数ヶ月後の屋敷で暮らしてきた二人だったが、こんな道があったことは知らなかった。
「これはどこに?」
「行けばわかる。」
この先に何があるのか、二人は顔を見合わせると肩をすくめ、何も言わずに老人について行った。
「着いたぞ。」
顔を上げるとそこには湯気の上がった小さな池のようなものがポツンとある。
池の中には顔を真っ赤にした猿がくつろぎながら気持ちの良さそうな顔をしていた。
「これは?」
「…風呂じゃよ、風呂っ。」
風呂と言う言葉を初めて聞いた鬼人は首を傾げながら御言の顔を見る。
「風呂というのは身体を温めたり、洗ったり、気持ちを落ち着かせる時などに使うものだ。」
「説明ご苦労っ、それでは皆で汗でも流そうではないかっ!」
二人の前で一瞬で裸になると老人は風呂へ飛び込んでいく。
御言も同じように服を脱ぎ捨て風呂へと浸かっていった。
「鬼人っ、お前も来いよっ。すっごく気持ちがいいぞっ。」
湯に浸かり、寛ぐ御言はじっと風呂を眺めている鬼人を誘う。
「おっ…おうっ。」
着ている衣服を綺麗に脱ぎ、畳むと前を隠しながら足先を湯に浸からせた。
「なんじゃなんじゃ、男ならもっとどっしりと構えんかっ。」
うるさい野次を無視して、鬼人も湯の中へと入って行くと大きく息を吐いた。
「はぁぁぁ…こりゃ…気持ちが良いや。」
生まれてはじめての風呂は新鮮でとても気持ちがよく、風呂というものが鬼人は大好きになる。

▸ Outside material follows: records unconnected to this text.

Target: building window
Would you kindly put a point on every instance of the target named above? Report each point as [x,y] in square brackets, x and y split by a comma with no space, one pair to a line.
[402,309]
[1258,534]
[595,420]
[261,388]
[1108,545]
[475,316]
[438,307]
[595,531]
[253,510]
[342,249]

「何で爺いは今まで風呂を教えてくれなかったんだ。風呂があったと知ったら俺達もあんな冷たい水で身体を洗ったりしなかったのに。」
「この風呂はわしが認めた者しか入れんようにしてるんだ。お前達は文句は言うがわしの特訓について来ているしな…まぁ…その褒美じゃよ。」
「もう何でも良いよ〜。こんなに気持ちいいんだもん〜。」
ユラユラと老人と御言の前を鬼人が通り過ぎて行く。
「まったく…気が緩んでおるっちゅうに……それで話は変わるが御言よ、お主はこの先どうするつもりだ。」
奥へ移動した鬼人を横目に老人は真剣な顔つきへと変わる。
「どうするとは…?」
「わしの下で刀の術を学び終えたら…のことじゃ。」
「………。」
「お主が何をやろうとしているかは分かっている。だが、それをやってしまえばお主は苦労することになるぞ。」
「そんなことは…分かってる…だが…。」
あの時、全てががらりと変わってしまった日に御言は悔し涙を流しながら心に誓ったことがある。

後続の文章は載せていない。